The address of the statement in memory at the time the <*address> program runs.
2, the meaning of some common signal
SIGABRT: This signal is generated when the Abort function is invoked. The process terminated abnormally.
Sigbus: Indicates a hardware failure defined by an implementation.
SIGEMT: Indicates a hardware failure defined by an implementation. EMT This name comes from PDP-11 's emulator trap instruction.
SIGFPE: This signal represents an arithmetic operation exception, such as dividing by 0, floating point overflow, and so on.
Sigill: This signal indicates that the process has executed an illegal hardware directive. 4.3BSD this signal is generated by the abort function. SIGABRT is now being used for this.
Sigiot: This indicates a hardware failure defined by the implementation. The name IoT is derived from the abbreviation of PDP-11 for the input/output trap (input/outputtrap) instructions. Earlier versions of System V, generated by the abort function. SIGABRT is now being used for this.
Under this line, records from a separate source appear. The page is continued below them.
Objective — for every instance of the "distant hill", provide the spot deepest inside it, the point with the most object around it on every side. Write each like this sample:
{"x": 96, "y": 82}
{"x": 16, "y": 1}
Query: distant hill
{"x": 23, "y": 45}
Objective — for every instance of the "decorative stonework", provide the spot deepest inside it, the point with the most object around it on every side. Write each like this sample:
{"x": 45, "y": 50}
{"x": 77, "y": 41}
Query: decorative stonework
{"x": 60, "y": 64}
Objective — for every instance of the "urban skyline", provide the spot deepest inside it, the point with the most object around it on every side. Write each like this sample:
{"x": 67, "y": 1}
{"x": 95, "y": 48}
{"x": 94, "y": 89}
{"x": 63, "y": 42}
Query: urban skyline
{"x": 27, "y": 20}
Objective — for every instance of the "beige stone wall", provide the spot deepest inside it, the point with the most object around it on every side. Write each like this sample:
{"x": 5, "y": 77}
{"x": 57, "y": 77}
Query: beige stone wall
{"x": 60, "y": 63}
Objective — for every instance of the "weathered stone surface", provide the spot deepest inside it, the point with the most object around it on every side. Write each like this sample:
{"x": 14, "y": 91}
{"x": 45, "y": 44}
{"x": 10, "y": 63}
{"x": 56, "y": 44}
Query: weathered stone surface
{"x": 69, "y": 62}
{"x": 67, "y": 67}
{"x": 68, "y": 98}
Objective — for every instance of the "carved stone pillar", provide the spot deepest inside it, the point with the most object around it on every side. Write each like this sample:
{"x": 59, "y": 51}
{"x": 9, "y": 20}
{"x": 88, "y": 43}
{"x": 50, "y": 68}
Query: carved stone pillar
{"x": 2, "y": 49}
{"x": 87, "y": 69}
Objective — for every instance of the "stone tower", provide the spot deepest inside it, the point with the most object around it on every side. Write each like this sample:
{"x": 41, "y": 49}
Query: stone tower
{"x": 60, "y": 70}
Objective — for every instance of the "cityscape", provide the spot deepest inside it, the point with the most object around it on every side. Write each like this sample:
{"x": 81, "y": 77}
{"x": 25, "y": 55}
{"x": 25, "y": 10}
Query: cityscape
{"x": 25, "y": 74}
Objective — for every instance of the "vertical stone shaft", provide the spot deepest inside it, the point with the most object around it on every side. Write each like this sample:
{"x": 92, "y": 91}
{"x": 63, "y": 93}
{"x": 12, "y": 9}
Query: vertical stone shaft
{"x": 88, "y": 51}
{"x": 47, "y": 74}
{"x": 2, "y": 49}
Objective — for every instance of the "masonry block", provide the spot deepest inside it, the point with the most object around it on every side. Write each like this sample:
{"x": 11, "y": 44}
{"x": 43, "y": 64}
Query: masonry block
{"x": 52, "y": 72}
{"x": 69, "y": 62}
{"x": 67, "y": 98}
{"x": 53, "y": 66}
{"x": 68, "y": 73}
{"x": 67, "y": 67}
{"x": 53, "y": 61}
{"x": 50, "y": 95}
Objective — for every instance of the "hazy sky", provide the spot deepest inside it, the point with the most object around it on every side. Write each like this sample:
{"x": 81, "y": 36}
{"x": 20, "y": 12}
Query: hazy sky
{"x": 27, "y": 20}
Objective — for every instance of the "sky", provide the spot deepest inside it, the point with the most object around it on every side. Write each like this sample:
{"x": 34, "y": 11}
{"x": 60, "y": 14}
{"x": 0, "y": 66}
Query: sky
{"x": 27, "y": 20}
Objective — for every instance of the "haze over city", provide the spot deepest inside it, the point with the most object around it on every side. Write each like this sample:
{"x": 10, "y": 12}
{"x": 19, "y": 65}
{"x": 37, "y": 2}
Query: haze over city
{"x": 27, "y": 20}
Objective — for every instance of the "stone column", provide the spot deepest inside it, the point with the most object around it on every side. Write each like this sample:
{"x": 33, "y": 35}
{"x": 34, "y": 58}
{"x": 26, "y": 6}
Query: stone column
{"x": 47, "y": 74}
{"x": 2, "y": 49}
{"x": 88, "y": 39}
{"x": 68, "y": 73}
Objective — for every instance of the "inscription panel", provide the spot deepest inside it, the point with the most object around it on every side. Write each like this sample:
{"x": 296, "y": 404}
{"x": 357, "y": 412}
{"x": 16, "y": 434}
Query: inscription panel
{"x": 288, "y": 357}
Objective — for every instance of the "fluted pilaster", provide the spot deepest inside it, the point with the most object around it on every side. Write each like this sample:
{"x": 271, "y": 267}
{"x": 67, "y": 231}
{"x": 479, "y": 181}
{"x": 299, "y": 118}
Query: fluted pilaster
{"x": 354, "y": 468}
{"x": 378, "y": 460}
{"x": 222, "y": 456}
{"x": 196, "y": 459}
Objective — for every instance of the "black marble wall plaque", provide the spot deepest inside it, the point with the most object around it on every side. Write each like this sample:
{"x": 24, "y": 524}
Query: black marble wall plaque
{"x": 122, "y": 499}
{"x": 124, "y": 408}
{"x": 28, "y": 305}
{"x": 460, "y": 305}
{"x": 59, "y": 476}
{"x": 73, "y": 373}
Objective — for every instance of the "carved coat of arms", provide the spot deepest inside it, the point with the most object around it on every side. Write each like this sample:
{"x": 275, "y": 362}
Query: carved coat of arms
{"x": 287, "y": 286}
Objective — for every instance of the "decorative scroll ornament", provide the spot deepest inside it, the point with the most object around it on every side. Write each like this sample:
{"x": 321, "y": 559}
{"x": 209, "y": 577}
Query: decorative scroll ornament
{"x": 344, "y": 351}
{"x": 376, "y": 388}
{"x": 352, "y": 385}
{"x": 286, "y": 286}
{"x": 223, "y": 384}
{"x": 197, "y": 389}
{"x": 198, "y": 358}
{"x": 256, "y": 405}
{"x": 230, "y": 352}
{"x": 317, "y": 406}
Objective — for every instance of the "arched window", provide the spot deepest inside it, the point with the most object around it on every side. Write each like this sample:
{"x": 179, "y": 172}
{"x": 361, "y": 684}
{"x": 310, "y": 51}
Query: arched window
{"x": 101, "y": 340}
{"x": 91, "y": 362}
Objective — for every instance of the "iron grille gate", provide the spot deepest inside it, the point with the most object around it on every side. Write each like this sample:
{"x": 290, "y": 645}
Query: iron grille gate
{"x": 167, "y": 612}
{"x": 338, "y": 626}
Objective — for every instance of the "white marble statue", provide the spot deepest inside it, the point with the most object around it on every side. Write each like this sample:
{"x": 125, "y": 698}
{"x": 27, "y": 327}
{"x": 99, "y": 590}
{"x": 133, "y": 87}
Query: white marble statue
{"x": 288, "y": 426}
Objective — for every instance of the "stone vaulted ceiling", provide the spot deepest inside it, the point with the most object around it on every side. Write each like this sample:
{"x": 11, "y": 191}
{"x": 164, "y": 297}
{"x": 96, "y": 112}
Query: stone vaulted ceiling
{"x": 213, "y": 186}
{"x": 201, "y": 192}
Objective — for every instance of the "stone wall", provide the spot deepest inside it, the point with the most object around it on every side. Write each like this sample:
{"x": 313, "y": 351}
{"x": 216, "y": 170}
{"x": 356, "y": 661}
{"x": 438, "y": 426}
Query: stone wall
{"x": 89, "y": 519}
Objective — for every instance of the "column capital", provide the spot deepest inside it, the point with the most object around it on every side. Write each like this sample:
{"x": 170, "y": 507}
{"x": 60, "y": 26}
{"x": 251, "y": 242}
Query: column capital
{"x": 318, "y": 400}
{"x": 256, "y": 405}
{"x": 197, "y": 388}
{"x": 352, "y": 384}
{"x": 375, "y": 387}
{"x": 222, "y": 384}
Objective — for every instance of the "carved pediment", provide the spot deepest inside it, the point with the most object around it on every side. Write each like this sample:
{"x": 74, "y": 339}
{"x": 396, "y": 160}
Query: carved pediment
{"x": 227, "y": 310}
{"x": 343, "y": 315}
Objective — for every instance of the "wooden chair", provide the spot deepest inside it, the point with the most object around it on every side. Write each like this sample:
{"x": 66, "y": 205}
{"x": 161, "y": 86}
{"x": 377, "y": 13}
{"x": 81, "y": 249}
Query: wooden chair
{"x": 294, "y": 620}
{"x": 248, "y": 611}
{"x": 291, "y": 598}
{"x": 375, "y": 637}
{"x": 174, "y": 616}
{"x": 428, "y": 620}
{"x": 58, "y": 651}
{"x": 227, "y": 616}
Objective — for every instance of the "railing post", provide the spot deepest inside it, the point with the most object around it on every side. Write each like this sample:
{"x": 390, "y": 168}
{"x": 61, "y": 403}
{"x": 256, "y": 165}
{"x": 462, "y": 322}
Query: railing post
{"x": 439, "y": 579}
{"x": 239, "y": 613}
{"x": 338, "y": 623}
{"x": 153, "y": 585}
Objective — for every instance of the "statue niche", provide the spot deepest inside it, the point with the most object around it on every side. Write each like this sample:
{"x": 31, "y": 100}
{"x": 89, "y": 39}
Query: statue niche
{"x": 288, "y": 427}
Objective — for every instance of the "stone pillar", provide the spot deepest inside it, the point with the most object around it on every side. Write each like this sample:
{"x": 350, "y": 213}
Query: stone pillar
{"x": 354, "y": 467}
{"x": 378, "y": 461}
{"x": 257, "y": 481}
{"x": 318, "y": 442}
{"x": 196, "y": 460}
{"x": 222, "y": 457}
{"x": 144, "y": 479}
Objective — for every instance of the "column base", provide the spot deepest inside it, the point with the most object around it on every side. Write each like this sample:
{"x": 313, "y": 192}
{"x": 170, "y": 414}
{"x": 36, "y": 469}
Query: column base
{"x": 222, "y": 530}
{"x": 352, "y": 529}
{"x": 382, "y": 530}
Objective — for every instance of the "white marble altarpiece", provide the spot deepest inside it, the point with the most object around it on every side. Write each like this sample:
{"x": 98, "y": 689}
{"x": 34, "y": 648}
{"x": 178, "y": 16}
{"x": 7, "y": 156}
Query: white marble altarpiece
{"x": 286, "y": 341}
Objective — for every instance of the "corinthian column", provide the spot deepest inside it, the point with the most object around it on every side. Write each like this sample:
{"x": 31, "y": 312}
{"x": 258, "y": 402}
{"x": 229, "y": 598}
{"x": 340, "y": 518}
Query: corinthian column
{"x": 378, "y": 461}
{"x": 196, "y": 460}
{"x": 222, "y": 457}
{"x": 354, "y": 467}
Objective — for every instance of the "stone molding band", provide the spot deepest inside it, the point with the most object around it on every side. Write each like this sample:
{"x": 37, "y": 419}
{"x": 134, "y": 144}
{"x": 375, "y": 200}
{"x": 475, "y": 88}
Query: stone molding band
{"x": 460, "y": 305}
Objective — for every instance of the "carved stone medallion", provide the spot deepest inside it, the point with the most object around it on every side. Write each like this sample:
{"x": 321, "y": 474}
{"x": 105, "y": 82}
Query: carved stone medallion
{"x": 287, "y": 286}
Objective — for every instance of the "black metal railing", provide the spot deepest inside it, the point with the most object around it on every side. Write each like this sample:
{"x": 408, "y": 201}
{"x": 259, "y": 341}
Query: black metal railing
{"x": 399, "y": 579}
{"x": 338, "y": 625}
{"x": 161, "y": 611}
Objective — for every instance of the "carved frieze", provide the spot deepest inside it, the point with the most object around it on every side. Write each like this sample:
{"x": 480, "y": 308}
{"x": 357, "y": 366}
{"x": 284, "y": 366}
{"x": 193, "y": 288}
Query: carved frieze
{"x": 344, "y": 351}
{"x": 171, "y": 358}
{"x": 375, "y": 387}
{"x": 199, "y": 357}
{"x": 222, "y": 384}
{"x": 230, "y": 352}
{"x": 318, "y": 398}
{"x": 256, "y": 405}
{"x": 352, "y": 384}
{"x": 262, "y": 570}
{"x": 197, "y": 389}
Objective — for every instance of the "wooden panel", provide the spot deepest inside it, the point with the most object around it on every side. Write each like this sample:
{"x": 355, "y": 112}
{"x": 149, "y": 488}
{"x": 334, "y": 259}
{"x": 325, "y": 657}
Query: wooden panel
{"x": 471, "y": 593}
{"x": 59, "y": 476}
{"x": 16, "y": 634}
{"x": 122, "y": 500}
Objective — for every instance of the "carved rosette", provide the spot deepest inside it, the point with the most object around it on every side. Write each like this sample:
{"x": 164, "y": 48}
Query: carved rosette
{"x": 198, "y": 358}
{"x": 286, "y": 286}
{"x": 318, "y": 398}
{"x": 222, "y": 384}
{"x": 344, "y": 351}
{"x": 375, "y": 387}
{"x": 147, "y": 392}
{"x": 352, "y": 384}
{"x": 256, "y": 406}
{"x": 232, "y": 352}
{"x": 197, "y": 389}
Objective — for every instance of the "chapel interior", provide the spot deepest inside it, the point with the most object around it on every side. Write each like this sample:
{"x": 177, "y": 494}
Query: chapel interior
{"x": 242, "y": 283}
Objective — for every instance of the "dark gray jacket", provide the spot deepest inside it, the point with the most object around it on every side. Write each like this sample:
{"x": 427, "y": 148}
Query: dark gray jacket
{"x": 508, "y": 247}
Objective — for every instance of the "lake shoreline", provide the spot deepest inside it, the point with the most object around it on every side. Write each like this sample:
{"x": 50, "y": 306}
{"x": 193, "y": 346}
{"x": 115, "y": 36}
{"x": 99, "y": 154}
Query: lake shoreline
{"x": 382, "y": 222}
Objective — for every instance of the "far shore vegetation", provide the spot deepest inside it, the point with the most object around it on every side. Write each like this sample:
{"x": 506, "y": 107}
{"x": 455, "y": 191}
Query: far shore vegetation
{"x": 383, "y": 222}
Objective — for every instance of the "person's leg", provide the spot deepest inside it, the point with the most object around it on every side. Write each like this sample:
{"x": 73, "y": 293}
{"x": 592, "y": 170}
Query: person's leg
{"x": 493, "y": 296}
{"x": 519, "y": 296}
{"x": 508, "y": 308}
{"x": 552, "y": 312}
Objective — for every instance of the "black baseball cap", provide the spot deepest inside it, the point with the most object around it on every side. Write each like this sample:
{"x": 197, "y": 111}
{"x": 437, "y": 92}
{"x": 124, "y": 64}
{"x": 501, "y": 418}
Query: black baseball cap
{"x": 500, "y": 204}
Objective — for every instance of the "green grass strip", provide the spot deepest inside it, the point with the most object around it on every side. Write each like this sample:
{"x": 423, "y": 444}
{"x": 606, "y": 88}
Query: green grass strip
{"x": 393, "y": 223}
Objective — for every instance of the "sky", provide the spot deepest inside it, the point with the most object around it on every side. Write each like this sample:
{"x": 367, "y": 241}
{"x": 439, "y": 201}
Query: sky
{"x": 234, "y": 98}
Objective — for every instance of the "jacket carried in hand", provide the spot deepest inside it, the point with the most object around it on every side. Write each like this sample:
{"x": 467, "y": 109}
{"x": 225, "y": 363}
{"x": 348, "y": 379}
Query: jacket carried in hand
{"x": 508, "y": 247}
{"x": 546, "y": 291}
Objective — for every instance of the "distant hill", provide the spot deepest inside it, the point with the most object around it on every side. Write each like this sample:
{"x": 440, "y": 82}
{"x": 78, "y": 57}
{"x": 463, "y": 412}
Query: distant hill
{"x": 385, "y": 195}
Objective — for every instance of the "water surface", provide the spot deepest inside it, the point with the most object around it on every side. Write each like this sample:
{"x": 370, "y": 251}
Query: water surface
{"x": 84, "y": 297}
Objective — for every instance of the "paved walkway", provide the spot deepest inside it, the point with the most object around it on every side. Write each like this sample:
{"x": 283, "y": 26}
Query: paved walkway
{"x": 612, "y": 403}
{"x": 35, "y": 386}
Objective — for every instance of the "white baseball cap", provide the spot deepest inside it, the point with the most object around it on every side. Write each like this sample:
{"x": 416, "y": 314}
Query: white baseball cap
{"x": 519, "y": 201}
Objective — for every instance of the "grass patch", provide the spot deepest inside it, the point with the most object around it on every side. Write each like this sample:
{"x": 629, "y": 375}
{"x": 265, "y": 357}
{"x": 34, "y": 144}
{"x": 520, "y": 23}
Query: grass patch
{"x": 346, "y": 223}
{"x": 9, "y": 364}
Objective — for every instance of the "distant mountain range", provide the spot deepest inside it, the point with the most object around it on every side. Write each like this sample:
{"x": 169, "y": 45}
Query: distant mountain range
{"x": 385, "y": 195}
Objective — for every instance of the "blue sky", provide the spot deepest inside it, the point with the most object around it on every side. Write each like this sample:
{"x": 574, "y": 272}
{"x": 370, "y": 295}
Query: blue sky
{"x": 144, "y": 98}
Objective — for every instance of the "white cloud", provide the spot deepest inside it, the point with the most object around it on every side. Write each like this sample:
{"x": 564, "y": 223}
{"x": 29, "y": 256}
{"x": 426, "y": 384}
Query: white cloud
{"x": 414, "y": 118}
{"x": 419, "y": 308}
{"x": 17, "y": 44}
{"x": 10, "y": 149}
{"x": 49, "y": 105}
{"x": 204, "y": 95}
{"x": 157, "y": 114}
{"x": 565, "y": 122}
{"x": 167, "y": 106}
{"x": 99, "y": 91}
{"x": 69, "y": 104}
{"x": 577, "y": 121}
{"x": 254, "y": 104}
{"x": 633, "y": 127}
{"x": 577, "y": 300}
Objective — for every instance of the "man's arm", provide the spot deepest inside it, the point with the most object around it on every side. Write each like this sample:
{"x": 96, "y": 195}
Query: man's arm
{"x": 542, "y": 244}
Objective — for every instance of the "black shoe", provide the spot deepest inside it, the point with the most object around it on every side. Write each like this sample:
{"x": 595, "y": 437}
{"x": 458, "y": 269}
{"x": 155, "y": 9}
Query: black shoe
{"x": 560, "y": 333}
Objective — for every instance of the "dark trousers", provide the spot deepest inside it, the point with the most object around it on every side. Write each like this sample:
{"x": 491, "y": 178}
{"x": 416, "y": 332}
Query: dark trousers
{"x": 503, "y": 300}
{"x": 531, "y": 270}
Sigquit: When the user presses the exit key on the terminal (generally uses ctrl-/), produces this signal, and delivers to the foreground
All processes in the process group. This signal not only terminates the foreground process group (as SIGINT did), but also produces a core file.
SIGSEGV: Indicates that the process made an invalid storage access. The name SEGV says "paragraph violation (segmentationviolation)".
Sigsys: Indicates an invalid system call. For some unknown reason, the process executes a system call instruction, but its arguments indicating the type of the system call are invalid.
Sigtrap: Indicates a hardware failure defined by an implementation. This signal name is from the PDP-11 trap instruction.